The 10 states where you’re most likely to hit a deer, and how to avoid a collision

It’s autumn. A beautiful time of seasonal change—leaves falling, weather cooling, deer darting out in front of your car.

Deer are more active in October, November (peak) and December because this period is their mating season. It’s also hunting season. Not only that, but deer are out eating more often, building up their body fat for winter. This all adds up to seeing more deer activity on the road.

State Farm recently published its annual list of the states with the highest large animal vehicle collision rates. Average damage costs for these crashes with deer, moose, elk and caribou rose almost $200 in the last year. A few new states also made the top 10 list.

The top 10 states for large animals collisions in 2016-17 according to State Farm’s data are:

  1. West Virginia
  2. Montana
  3. Pennsylvania
  4. Iowa
  5. Wisconsin
  6. South Dakota
  7. Minnesota
  8. Wyoming
  9. Michigan
  10. North Dakota

But if you live in any area of the country where deer are fairly common, you’ll want to consider these tips for reducing your chance of damage from hitting one:

Don’t Swerve

The biggest tip that comes up over and over for when you spot a deer close to your car is to not swerve in an attempt to avoid the animal. You’re likely to create a bigger accident and put yourself in more harm’s way. Instead, brake—depending on the closeness of the cars behind you—or take your foot off the gas.

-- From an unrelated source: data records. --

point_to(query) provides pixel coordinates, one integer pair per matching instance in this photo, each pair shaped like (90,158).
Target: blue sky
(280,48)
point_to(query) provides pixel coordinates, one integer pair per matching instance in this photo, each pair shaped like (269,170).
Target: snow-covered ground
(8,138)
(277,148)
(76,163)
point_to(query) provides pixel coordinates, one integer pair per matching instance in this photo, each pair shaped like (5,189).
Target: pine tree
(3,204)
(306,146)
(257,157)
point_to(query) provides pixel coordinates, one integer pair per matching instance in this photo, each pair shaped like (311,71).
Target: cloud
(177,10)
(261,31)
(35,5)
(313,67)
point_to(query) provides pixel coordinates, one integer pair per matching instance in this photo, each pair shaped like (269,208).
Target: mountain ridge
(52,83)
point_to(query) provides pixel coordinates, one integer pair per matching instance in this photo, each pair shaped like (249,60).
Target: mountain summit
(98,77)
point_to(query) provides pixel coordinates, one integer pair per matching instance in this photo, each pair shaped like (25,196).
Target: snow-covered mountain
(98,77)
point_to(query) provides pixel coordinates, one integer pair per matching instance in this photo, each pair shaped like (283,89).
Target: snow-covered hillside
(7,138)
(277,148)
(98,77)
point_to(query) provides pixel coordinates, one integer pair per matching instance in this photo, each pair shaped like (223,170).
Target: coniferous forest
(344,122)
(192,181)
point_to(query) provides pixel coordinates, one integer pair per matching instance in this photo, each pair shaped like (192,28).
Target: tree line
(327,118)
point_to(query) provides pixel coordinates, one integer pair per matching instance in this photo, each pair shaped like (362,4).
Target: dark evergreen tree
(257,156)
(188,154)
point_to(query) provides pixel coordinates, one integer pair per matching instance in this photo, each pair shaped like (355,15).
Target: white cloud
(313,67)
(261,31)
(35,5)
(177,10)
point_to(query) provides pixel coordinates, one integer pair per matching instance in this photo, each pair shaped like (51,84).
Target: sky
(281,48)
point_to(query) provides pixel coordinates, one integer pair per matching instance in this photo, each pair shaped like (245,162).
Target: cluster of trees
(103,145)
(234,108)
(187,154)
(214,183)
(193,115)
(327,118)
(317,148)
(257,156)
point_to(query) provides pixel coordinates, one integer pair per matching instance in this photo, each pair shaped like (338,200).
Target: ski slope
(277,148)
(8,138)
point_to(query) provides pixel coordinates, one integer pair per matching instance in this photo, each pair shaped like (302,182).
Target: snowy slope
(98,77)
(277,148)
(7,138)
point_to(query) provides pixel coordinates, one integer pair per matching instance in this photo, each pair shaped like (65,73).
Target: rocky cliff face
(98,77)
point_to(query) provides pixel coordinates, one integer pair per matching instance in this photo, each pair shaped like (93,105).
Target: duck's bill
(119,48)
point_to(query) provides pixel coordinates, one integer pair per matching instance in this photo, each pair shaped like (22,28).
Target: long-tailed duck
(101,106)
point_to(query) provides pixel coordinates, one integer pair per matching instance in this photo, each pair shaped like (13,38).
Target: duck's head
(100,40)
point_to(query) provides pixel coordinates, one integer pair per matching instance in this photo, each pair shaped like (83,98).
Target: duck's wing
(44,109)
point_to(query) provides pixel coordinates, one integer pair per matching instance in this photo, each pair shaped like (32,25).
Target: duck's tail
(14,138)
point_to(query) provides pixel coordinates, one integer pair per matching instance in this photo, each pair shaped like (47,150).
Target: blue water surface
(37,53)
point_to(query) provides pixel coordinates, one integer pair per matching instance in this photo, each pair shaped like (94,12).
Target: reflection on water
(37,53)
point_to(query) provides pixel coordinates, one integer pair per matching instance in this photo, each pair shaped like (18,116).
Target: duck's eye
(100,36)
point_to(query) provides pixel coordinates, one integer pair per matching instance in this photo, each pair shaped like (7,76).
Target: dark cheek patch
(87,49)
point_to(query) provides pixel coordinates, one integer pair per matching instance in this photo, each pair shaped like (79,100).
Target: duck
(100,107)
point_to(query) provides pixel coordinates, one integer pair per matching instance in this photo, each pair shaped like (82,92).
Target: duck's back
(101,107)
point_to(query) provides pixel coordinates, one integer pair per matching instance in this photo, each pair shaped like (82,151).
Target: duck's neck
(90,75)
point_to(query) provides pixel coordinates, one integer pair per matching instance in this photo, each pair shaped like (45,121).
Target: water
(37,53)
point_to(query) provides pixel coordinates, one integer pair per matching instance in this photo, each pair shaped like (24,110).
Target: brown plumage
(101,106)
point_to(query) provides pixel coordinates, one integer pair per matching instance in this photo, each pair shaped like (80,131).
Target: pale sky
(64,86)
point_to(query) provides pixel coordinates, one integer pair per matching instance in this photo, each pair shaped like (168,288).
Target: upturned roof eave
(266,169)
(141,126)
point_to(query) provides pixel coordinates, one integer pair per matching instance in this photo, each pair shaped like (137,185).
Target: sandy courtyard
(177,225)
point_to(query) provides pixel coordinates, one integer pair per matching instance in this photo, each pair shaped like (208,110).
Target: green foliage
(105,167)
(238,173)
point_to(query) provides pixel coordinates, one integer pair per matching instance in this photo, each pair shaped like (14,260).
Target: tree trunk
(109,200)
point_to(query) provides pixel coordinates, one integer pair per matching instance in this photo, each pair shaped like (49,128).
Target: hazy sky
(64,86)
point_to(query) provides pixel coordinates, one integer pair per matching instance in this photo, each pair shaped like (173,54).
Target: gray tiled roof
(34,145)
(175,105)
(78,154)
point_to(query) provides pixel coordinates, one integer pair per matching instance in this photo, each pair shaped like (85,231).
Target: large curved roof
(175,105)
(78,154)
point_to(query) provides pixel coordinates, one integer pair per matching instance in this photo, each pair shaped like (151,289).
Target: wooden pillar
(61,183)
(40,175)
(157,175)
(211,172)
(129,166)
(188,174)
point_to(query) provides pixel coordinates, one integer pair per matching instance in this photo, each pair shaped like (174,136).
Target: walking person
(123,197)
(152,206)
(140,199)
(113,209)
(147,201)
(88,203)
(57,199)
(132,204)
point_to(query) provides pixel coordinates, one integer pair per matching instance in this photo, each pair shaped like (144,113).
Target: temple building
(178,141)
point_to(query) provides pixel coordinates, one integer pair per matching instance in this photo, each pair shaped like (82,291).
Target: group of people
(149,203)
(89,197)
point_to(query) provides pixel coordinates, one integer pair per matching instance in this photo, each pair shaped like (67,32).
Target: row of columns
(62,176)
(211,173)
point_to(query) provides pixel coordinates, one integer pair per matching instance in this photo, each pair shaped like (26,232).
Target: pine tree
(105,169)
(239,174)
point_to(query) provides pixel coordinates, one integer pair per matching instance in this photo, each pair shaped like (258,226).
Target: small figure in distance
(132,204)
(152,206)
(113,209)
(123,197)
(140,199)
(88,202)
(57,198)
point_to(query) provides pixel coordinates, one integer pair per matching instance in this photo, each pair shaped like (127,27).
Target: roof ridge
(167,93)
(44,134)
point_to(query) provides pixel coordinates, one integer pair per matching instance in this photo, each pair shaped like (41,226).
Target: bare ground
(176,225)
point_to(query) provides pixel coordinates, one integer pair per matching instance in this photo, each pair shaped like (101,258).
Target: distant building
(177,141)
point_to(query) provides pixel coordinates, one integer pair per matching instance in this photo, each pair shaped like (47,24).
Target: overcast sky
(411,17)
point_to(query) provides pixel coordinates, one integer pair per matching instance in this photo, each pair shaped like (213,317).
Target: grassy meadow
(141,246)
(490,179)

Be Extra Vigilant At Dusk And Dawn

Deer are crepuscular animals, meaning they are out and about more often at day’s end and beginning.

car deer photo
Getty Images | Rob Stothard

Use Your High Beams When You Can

They’ll help you see farther down the road so you can spot deer when driving in the dark.

Look For Groups

If you see one deer, there are likely more nearby. Don’t think that just because you’ve passed one, you’re in the clear.

Don’t Speed

An obvious but important one. You can brake more effectively and limit your car damage if you’re driving at a slower speed.

Look For Deer Crossing Signs

They aren’t there just for roadside color, but were installed due to observed activity.

car deer photo
Getty Images | Matt Cardy

Buckle Up

Even for short drives near home, you’ll want to be prepared for a sudden stop or collision, and that means putting on your seatbelt.

Don’t Assume A Product Will Protect You

Deer whistles/horns that are mounted to your car and that are supposed to emit warning sounds to scare deer away don’t necessarily work.